When I first experienced this I went into panic overdrive. ‘My god, what is wrong with me? Why can’t I write? Am I dead?’ I would sit at my desk and stare teary-eyed at a blank screen. This could last days, weeks if I was unlucky. It terrified me.
But the more this happened, the more I came to accept that it’s just a part of me, a rather annoying part, like my fear of spiders and feet. So whereas I scream for my husband to remove a spider and make sure that I avert my eyes from any bare-footed soul, I knew I had to try and take a little control over this non-writing situation. In my head, these were my options :
- Just give up (NO WAY!)
- Just keep writing the WIP, even if it’s a load of foul-stenching rubbish (nope, I didn’t even have rubbish words in me).
- Leave it and start a new manuscript (can’t … once I start a job, have to get it finished before moving on).
- Leave it and write something completely different (hmmm …)
I started my writing journey with short stories, but always, always knew that I wanted to write for children. So whilst I wrote my first book I left my short-story writing to roll wistfully with my beloved tumbleweed. I then got caught up in the human-combustion levels of excitement of achieving my first book deal. Once I settled a bit (because I still find myself letting out a little squeal and doing a jaunty little skip every now and again) I got going on a new manuscript. The words flowed magically for a couple of months until I found myself once more in that lonely, crippling wilderness of self-doubt. The words were gone. Sucked out of me. And that’s when I grasped onto my fourth option.
So for the past two months I’ve been writing short stories. One, I’ve entered in a competition and it’s been shortlisted, some I’ve posted here. I also decided to give ‘flash fiction’ a go. I once won a competition for a 6-word story, so thought that 500 words should be achievable. It was tough but I enjoyed every second of the writing, hacking away till I was left with 498 words. To top it all off, my first attempt has been longlisted in this quarter’s ‘Flash 500’ competition.

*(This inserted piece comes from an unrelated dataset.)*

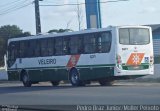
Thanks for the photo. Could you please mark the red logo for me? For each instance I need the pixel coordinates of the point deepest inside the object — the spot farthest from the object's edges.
(73, 61)
(135, 59)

With the buoyancy of these small successes, I found that my WIP started niggling away at me again. Then the lightning spark struck once more and I dived back in – energised and excited to be back. Can’t wait now to get the story finished. So, if you find yourself staring at a blank screen, maybe writing something completely different, something you’ve never tried before – a short story, a piece of flash, a poem, an article – may well be the impetus you need to get back into your rested WIP. I mean we all need a break from those we hold dearly every once in a while, don’t we? And they do say that ‘good things come to those who wait’ – as a writer, you so have to believe in that!